Most memorable players you have worked with?
(HS) Neymar, for sure. We always said at the start, when we end up working with Ronaldo, Messi or Neymar that would be a landmark moment. It was. Spending an hour with him, away from his entourage in the back of a Winnebago at a rundown tennis club on the outskirts of Paris talking all things football and Brazil, was pretty cool. Capturing the moment on a Polaroid and having him sign it was a bonus. We have it on the wall in our office and bringing that one home felt like a trophy win for the team. We all share the glory.

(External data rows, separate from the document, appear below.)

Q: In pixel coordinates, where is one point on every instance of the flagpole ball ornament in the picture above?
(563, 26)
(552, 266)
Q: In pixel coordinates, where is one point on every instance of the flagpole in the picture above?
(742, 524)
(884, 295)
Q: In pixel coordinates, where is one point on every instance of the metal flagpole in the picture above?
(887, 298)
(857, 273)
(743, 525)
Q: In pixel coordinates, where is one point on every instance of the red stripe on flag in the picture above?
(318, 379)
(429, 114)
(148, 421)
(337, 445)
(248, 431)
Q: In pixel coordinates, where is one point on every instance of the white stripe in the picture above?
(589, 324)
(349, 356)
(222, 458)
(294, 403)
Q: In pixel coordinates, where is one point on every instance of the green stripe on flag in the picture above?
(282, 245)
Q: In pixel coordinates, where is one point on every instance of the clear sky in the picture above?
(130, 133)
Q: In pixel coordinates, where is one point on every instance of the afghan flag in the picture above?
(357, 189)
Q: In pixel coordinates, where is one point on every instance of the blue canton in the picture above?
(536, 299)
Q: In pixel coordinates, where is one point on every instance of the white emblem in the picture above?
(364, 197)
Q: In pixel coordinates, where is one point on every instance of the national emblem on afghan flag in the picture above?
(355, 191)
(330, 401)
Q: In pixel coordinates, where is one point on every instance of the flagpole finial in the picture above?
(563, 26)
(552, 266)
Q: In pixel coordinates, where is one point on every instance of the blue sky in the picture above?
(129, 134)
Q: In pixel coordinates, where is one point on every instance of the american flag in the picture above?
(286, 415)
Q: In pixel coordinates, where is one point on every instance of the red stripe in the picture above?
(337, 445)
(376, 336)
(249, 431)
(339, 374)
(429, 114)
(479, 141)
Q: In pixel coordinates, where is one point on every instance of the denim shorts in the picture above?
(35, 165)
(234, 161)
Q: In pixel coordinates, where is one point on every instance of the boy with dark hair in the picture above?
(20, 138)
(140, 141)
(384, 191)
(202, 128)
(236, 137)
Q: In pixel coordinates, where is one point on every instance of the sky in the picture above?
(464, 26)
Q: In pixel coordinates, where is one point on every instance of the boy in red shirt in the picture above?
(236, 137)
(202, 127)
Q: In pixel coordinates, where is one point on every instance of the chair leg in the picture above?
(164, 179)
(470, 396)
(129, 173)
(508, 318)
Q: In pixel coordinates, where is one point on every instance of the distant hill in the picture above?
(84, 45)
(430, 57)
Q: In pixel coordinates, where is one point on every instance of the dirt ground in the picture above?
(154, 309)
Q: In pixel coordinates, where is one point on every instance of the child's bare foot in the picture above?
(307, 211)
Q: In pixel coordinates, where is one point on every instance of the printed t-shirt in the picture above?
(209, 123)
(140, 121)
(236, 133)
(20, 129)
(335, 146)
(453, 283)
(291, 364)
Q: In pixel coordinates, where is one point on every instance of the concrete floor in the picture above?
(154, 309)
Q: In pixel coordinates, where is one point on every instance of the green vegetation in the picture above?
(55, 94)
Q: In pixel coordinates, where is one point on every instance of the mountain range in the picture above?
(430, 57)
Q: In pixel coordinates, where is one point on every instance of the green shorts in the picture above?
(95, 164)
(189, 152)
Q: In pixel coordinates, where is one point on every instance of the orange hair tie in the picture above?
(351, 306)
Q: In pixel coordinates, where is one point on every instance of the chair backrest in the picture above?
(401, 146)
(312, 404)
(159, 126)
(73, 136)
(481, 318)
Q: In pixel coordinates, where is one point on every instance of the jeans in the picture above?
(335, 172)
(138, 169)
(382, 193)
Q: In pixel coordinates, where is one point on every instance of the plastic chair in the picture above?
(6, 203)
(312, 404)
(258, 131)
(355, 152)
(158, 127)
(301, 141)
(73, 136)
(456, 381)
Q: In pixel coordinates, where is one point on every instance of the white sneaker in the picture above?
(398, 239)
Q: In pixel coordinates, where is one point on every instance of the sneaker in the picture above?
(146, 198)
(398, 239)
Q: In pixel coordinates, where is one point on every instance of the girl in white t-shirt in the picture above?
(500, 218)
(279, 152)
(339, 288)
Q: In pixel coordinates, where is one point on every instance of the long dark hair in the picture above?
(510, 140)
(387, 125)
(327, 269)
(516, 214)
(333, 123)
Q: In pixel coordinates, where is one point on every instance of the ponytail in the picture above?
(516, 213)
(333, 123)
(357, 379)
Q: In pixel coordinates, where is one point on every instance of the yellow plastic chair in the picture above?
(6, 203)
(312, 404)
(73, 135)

What are some of the improvements do you reckon we would need, in order to make women’s football team equivalent to men’s team? (JW) I like this question. We’re so happy to see women’s football making big strides in recent years. Of course, there’s still so much that needs to be done to strengthen the foundations, before you can see real growth in the upper echelons of the game. This is especially the case at grassroots level, where there simply needs to be more local female teams, better coaches and facilities that allow for a ten year old girl who loves football to see her passion cultivated, her skills developed and hopefully on the world stage in a professional capacity later. At the right time, all sports benefit immensely from a generational talent that elevates the entire landscape of the game too. We’ve all seen it, the ‘Michael Jordan effect’ or Tiger Woods, these absolute superstars who are so talented that they can transcend the sport and elevate it to new heights. That’s what the women’s game needs and I have no doubt that it will happen. How amazing to think that right now, there’s a young girl out there somewhere in the world who has the ability to one day be that person and inspire millions more young girls to take up the sport. Who knows maybe we even see her at the next Olympics in Tokyo.